On Fri, 18 Aug 2006, Dick St.Peters wrote:

> Blum, Gabriel writes:
> > >> SRS for forwarding is only needed by forwarders with
> > clueless/powerless clients.
> >
> > Agree, but unfortunately that's what plenty of big companies are,
> > specially those in non-tech industries.
>
> It's not just big companies, nor is it just non-tech people.

... lots of irrelevant stuff about not everyone being an email expert ...

> If you're going to design a system for email - or for anything else -
> the first consideration always has to be that most people are and will
> remain clueless about how it works - just as we all are clueless about
> how most things we use every day work.

The email clueless people who know they are email clueless have no
problem. They don't check SPF and SPF is very friendly to them.

The problem comes when people who ought to know better throw in
some system to reject on SPF fail without configuring for forwarders.
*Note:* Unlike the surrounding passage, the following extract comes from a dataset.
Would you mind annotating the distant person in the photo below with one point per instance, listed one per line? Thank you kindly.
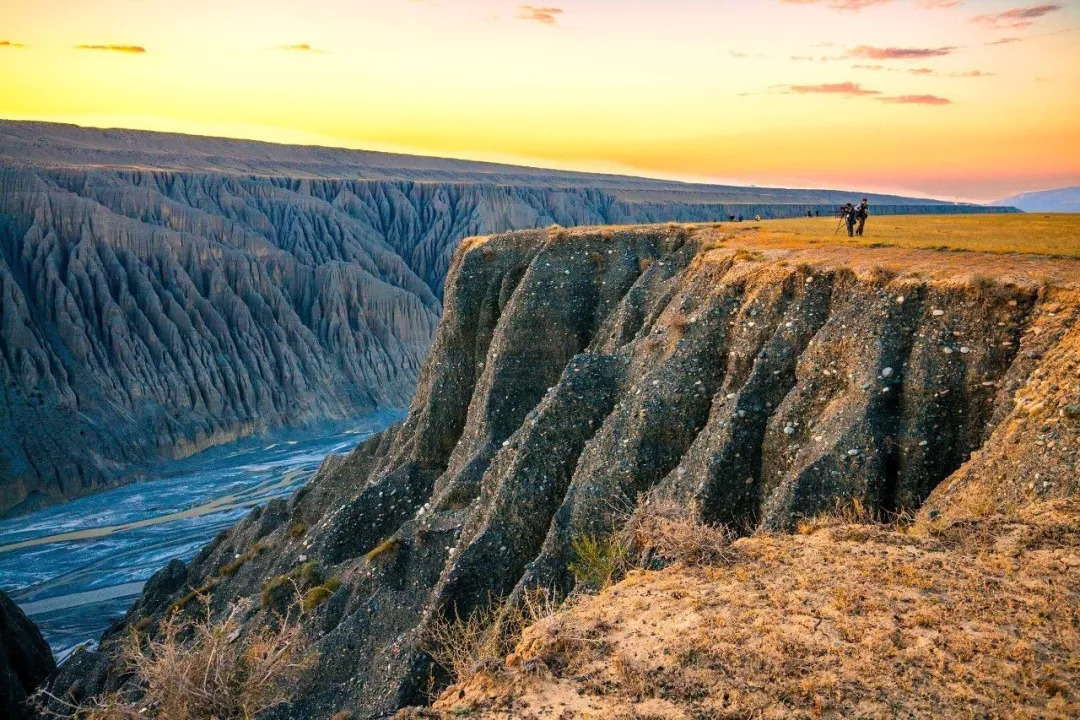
(862, 212)
(848, 213)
I believe the phrase is "knowing just enough to be dangerous". *Those*
are the clueless idiots I have no sympathy for. The doctors and
car mechanics are not the problem. It is email admins - who ought to
know better - who are guilty of email mal-practice. Not their users.

If it is an end user configured system - then it had better not provide
a reject on fail option unless it also provides some kind of forwarding
configuration.

--
Stuart D. Gathman <stuart [at] bmsi>
Business Management Systems Inc. Phone: 703 591-0911 Fax: 703 591-6154
"Confutatis maledictis, flammis acribus addictis" - background song for
a Microsoft sponsored "Where do you want to go from here?" commercial.